September 13, 2022

This month’s Patch Tuesday offers a little something for everyone, including security updates for a zero-day flaw in Microsoft Windows that is under active attack, and another Windows weakness experts say could be used to power a fast-spreading computer worm. Also, Apple has also quashed a pair of zero-day bugs affecting certain macOS and iOS users, and released iOS 16, which offers a new privacy and security feature called “Lockdown Mode.” And Adobe axed 63 vulnerabilities in a range of products.

Microsoft today released software patches to plug at least 64 security holes in Windows and related products. Worst in terms of outright scariness is CVE-2022-37969, which is a “privilege escalation” weakness in the Windows Common Log File System Driver that allows attackers to gain SYSTEM-level privileges on a vulnerable host. Microsoft says this flaw is already being exploited in the wild.

Kevin Breen, director of cyber threat research at Immersive Labs, said any vulnerability that is actively targeted by attackers in the wild must be put to the top of any patching list.

“Not to be fooled by its relatively low CVSS score of 7.8, privilege escalation vulnerabilities are often highly sought after by cyber attackers,” Breen said. “Once an attacker has managed to gain a foothold on a victim’s system, one of their first actions will be to gain a higher level of permissions, allowing the attacker to disable security applications and any device monitoring. There is no known workaround to date, so patching is the only effective mitigation.”

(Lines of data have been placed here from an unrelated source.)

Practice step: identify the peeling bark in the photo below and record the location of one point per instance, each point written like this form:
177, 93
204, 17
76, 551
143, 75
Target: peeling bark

Satnam Narang at Tenable said CVE-2022-24521 — a similar vulnerability in the same Windows log file component — was patched earlier this year as part of Microsoft’s April Patch Tuesday release and was also exploited in the wild.

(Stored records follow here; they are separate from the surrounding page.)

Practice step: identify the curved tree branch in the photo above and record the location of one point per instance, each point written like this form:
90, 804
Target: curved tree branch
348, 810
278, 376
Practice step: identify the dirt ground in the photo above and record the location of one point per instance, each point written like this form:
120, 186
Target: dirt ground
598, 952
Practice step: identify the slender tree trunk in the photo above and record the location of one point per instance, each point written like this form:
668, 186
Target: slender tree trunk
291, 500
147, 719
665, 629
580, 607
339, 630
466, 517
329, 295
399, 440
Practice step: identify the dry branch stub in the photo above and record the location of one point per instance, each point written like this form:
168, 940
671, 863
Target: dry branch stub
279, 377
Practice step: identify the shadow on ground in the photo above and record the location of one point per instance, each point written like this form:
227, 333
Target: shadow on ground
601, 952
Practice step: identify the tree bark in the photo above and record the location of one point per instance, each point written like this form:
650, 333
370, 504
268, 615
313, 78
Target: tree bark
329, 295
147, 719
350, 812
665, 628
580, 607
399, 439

“CVE-2022-37969 was disclosed by several groups, though it’s unclear if CVE-2022-37969 is a patch-bypass for CVE-2022-24521 at this point,” Narang said.

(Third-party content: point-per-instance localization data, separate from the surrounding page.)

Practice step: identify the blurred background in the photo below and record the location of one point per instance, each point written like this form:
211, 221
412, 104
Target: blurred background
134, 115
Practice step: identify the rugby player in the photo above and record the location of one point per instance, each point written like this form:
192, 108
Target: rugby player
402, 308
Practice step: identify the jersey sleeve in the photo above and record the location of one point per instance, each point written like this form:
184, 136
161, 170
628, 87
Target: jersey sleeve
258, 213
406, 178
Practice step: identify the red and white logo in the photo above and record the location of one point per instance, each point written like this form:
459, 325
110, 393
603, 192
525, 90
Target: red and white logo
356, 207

Another vulnerability Microsoft patched this month — CVE-2022-35803 — also seems to be related to the same Windows log file component. While there are no indications CVE-2022-35803 is being actively exploited, Microsoft suggests that exploitation of this flaw is more likely than not.

Trend Micro’s Dustin Childs called attention to CVE-2022-34718, a remote code execution flaw in the Windows TCP/IP service that could allow an unauthenticated attacker to execute code with elevated privileges on affected systems without user interaction.

“That officially puts it into the ‘wormable’ category and earns it a CVSS rating of 9.8,” Childs said. “However, only systems with IPv6 enabled and IPSec configured are vulnerable. While good news for some, if you’re using IPv6 (as many are), you’re probably running IPSec as well. Definitely test and deploy this update quickly.”

Cisco Talos warns about four critical vulnerabilities fixed this month — CVE-2022-34721 and CVE-2022-34722 — which have severity scores of 9.8, though they are “less likely” to be exploited, according to Microsoft.

“These are remote code execution vulnerabilities in the Windows Internet Key Exchange protocol that could be triggered if an attacker sends a specially crafted IP packet,” wrote Jon Munshaw and Asheer Malhotra. “Two other critical vulnerabilities, CVE-2022-35805 and CVE-2022-34700 exist in on-premises instances of Microsoft Dynamics 365. An authenticated attacker could exploit these vulnerabilities to run a specially crafted trusted solution package and execute arbitrary SQL commands. The attacker could escalate their privileges further and execute commands as the database owner.”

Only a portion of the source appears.